David Frey dpfrey at shaw.ca
Mon Jan 11 21:43:58 EST 2010

On January 11, 2010 5:22:49 pm Joe Van Dyk wrote:
> I've written two versions of the same program, one in ruby and one in
> haskell.  Given words on stdin, find all the anagrams in those words.
> For nicer display, we're only going to display the top 3 results.
> I'm obviously new to haskell.  The ruby version runs about 5x as fast
> on a large file.   How can I improve the haskell version?

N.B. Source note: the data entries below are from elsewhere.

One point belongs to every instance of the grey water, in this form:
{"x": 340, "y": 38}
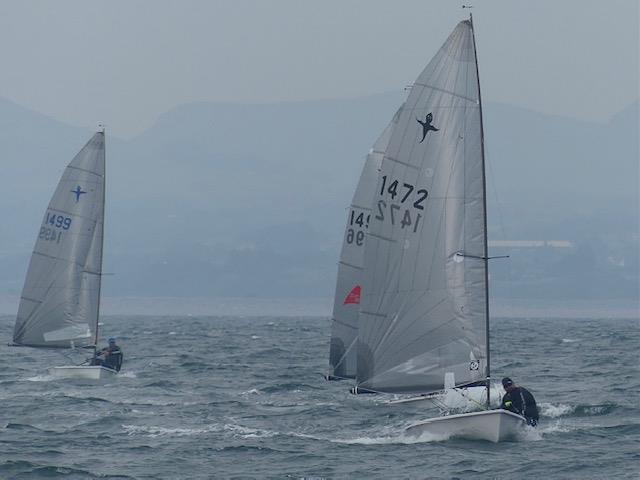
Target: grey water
{"x": 243, "y": 397}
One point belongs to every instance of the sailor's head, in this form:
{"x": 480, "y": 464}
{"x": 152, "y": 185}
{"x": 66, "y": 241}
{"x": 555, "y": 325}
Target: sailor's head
{"x": 507, "y": 383}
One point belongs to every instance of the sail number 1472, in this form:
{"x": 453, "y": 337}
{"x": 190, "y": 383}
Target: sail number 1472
{"x": 405, "y": 200}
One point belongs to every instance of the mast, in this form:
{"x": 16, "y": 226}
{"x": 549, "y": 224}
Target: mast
{"x": 104, "y": 188}
{"x": 484, "y": 198}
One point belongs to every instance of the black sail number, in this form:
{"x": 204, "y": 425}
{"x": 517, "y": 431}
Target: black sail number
{"x": 422, "y": 195}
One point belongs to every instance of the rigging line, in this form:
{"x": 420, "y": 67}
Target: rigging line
{"x": 501, "y": 222}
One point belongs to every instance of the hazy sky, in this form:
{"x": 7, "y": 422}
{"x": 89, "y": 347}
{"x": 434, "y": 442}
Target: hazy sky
{"x": 126, "y": 62}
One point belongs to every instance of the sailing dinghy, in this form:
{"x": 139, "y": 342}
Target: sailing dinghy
{"x": 60, "y": 302}
{"x": 424, "y": 310}
{"x": 344, "y": 321}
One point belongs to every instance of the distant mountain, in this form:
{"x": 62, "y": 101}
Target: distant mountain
{"x": 249, "y": 200}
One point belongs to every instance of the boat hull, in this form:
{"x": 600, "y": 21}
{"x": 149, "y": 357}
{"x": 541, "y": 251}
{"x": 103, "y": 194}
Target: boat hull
{"x": 491, "y": 425}
{"x": 460, "y": 399}
{"x": 83, "y": 372}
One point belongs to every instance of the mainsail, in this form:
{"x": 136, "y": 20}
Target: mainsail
{"x": 344, "y": 325}
{"x": 61, "y": 294}
{"x": 423, "y": 309}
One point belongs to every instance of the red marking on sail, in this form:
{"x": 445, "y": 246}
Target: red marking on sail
{"x": 353, "y": 297}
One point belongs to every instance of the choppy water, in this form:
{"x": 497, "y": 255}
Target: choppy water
{"x": 243, "y": 398}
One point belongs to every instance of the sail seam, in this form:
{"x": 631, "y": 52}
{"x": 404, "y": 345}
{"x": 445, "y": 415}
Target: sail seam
{"x": 401, "y": 162}
{"x": 449, "y": 92}
{"x": 350, "y": 265}
{"x": 344, "y": 324}
{"x": 382, "y": 238}
{"x": 84, "y": 170}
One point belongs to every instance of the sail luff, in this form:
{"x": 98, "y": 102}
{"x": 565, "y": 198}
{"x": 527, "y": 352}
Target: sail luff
{"x": 101, "y": 237}
{"x": 486, "y": 241}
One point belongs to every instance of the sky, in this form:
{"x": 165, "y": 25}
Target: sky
{"x": 125, "y": 62}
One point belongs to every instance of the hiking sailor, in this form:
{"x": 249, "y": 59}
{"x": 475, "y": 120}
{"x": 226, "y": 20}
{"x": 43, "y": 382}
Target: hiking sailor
{"x": 112, "y": 356}
{"x": 519, "y": 400}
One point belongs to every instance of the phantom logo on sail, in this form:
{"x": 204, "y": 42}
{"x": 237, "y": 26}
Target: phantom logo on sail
{"x": 426, "y": 126}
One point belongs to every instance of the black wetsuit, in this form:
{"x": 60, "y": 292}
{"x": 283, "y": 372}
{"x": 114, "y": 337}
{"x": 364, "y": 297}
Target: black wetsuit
{"x": 520, "y": 401}
{"x": 113, "y": 360}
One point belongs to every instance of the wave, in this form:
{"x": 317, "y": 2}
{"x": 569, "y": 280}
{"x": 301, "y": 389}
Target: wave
{"x": 563, "y": 410}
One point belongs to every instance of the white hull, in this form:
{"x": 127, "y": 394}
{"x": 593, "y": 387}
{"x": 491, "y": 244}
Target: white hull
{"x": 83, "y": 372}
{"x": 492, "y": 425}
{"x": 460, "y": 399}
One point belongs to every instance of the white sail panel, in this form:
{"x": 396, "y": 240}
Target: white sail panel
{"x": 60, "y": 297}
{"x": 423, "y": 307}
{"x": 344, "y": 325}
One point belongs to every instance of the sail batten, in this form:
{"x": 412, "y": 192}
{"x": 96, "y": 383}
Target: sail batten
{"x": 423, "y": 303}
{"x": 61, "y": 294}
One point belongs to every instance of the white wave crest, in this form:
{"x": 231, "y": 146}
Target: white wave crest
{"x": 157, "y": 431}
{"x": 41, "y": 378}
{"x": 555, "y": 411}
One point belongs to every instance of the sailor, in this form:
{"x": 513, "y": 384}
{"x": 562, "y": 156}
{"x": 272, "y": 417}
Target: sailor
{"x": 519, "y": 400}
{"x": 112, "y": 356}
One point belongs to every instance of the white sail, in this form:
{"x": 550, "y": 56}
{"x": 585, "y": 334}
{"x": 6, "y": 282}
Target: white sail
{"x": 346, "y": 304}
{"x": 61, "y": 294}
{"x": 423, "y": 307}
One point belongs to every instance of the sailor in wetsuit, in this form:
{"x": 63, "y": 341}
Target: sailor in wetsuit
{"x": 112, "y": 356}
{"x": 519, "y": 400}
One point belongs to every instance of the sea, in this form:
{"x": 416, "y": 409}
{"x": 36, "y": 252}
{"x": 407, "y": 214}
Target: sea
{"x": 207, "y": 397}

> http://gist.github.com/274774
> # Ruby version
> input = STDIN.read.split("\n")
> result = Hash.new([])
> input.each do |word|
>   sorted_word = word.split('').sort.join
>   result[sorted_word] += [word]
> end
> values = result.values.sort { |a, b| b.size <=> a.size }
> p values[0..3]
> # Haskell version
> import List
> import qualified Data.Map as Map
> -- Given as stdin
> -- presents
> -- serpents
> -- no
> -- on
> -- whatever
> -- Expected Output:
> -- [["serpents","presents"],["on","no"]]

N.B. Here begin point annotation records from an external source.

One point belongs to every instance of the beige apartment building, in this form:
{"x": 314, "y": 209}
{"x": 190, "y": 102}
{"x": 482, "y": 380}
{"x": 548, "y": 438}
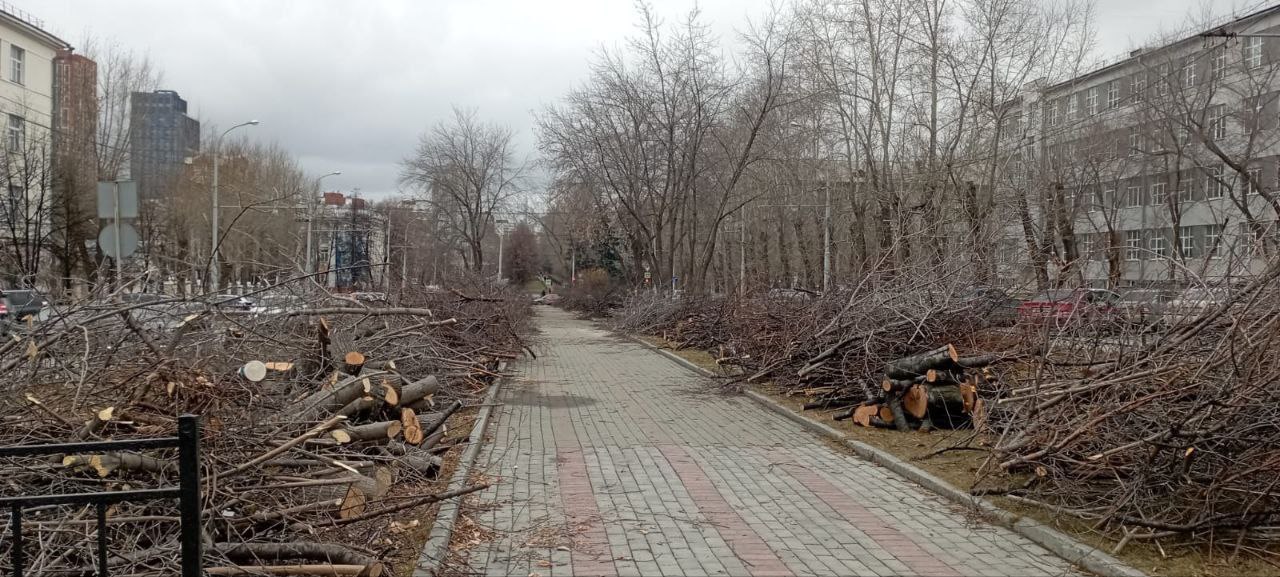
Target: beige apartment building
{"x": 27, "y": 110}
{"x": 1159, "y": 169}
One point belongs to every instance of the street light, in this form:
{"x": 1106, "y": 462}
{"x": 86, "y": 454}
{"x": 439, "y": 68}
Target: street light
{"x": 826, "y": 211}
{"x": 310, "y": 266}
{"x": 501, "y": 225}
{"x": 213, "y": 247}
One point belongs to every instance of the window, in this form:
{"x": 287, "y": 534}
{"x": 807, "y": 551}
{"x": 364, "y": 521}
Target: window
{"x": 1217, "y": 122}
{"x": 1132, "y": 245}
{"x": 1253, "y": 51}
{"x": 1157, "y": 245}
{"x": 17, "y": 129}
{"x": 1157, "y": 195}
{"x": 17, "y": 60}
{"x": 1214, "y": 241}
{"x": 1251, "y": 184}
{"x": 1187, "y": 241}
{"x": 1217, "y": 67}
{"x": 1184, "y": 189}
{"x": 1109, "y": 196}
{"x": 1214, "y": 183}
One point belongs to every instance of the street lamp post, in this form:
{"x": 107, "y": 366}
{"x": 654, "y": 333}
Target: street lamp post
{"x": 311, "y": 215}
{"x": 826, "y": 211}
{"x": 213, "y": 246}
{"x": 502, "y": 225}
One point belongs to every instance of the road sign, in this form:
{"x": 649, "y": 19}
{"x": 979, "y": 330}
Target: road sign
{"x": 128, "y": 200}
{"x": 128, "y": 239}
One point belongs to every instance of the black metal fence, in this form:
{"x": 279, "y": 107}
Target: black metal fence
{"x": 187, "y": 491}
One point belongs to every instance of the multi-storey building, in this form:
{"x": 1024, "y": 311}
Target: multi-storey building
{"x": 27, "y": 56}
{"x": 76, "y": 117}
{"x": 74, "y": 163}
{"x": 352, "y": 243}
{"x": 161, "y": 136}
{"x": 1159, "y": 168}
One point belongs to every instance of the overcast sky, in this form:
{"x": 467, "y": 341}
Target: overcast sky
{"x": 350, "y": 85}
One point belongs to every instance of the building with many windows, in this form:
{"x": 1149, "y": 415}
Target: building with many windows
{"x": 27, "y": 55}
{"x": 161, "y": 136}
{"x": 1159, "y": 169}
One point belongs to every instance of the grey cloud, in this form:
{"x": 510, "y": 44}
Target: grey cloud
{"x": 350, "y": 85}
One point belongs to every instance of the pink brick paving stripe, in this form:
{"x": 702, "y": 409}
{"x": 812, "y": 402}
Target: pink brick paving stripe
{"x": 886, "y": 536}
{"x": 745, "y": 543}
{"x": 592, "y": 554}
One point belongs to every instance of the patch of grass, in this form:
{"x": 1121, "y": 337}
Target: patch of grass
{"x": 960, "y": 467}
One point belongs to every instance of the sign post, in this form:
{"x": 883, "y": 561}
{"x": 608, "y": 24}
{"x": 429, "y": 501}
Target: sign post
{"x": 118, "y": 201}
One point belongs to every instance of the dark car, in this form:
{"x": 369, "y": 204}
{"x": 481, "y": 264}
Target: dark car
{"x": 17, "y": 306}
{"x": 991, "y": 303}
{"x": 18, "y": 303}
{"x": 1066, "y": 307}
{"x": 1146, "y": 307}
{"x": 233, "y": 302}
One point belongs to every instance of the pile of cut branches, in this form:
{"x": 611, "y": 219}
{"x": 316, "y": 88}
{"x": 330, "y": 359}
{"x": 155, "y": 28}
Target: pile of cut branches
{"x": 325, "y": 424}
{"x": 1179, "y": 438}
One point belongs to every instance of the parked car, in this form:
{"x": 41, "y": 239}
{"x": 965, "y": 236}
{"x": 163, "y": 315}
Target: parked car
{"x": 1143, "y": 307}
{"x": 17, "y": 305}
{"x": 233, "y": 302}
{"x": 278, "y": 305}
{"x": 992, "y": 303}
{"x": 790, "y": 294}
{"x": 140, "y": 298}
{"x": 375, "y": 298}
{"x": 1064, "y": 307}
{"x": 1196, "y": 301}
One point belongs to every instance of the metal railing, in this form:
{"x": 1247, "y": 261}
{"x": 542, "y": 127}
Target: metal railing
{"x": 187, "y": 493}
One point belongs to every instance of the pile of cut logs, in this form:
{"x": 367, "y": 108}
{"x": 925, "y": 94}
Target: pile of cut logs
{"x": 937, "y": 389}
{"x": 324, "y": 430}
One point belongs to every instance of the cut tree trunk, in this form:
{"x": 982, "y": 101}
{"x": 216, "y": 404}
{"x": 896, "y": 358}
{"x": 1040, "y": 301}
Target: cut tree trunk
{"x": 919, "y": 365}
{"x": 383, "y": 431}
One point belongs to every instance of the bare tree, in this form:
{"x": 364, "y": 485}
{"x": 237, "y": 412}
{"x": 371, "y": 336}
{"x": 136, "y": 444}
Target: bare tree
{"x": 467, "y": 169}
{"x": 120, "y": 72}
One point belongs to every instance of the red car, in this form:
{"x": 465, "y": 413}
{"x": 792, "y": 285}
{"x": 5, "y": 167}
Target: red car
{"x": 1070, "y": 306}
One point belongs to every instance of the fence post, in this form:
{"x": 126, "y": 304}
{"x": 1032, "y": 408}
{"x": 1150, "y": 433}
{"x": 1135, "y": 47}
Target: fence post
{"x": 16, "y": 531}
{"x": 188, "y": 494}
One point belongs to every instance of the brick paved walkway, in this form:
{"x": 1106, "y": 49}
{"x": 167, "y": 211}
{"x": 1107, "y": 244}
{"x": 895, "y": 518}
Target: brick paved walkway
{"x": 609, "y": 459}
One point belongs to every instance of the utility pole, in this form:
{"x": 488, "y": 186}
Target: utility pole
{"x": 213, "y": 218}
{"x": 741, "y": 255}
{"x": 501, "y": 224}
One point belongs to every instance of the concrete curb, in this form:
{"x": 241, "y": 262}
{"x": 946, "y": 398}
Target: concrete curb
{"x": 1086, "y": 557}
{"x": 437, "y": 545}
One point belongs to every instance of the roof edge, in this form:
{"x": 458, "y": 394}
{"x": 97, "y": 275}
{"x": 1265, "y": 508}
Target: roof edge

> -- This version only displays words that have more than one
> -- match in the list, and sorts by the words that got the most matches.
> -- Can we do the map bit better?
> main = do
>   input <- getContents
>   print $ anagrams $ lines input
> anagrams words =
>   sorted_anagrams
>   where
>     sorted_anagrams = sortBy sorter filtered_anagrams
>     sorter a b = compare (length b)  (length a)
>     filtered_anagrams = Map.elems $ Map.filter filter_function all_anagrams
>     filter_function words = length words > 1
>     all_anagrams = do_anagrams words Map.empty
>     do_anagrams [] result = result
>     do_anagrams words result = do_anagrams
>                                  (tail words)
>                                  (Map.unionWith
>                                    (++)
>                                    (Map.fromList
> [(sorted_current_word, [current_word])])
>                                    result)
>       where
>         current_word = head words
>         sorted_current_word = sort current_word

Can you provide a link to the data you are using as input?  I ran your program 
over a list of 15000 words and it finished in 0.4 seconds.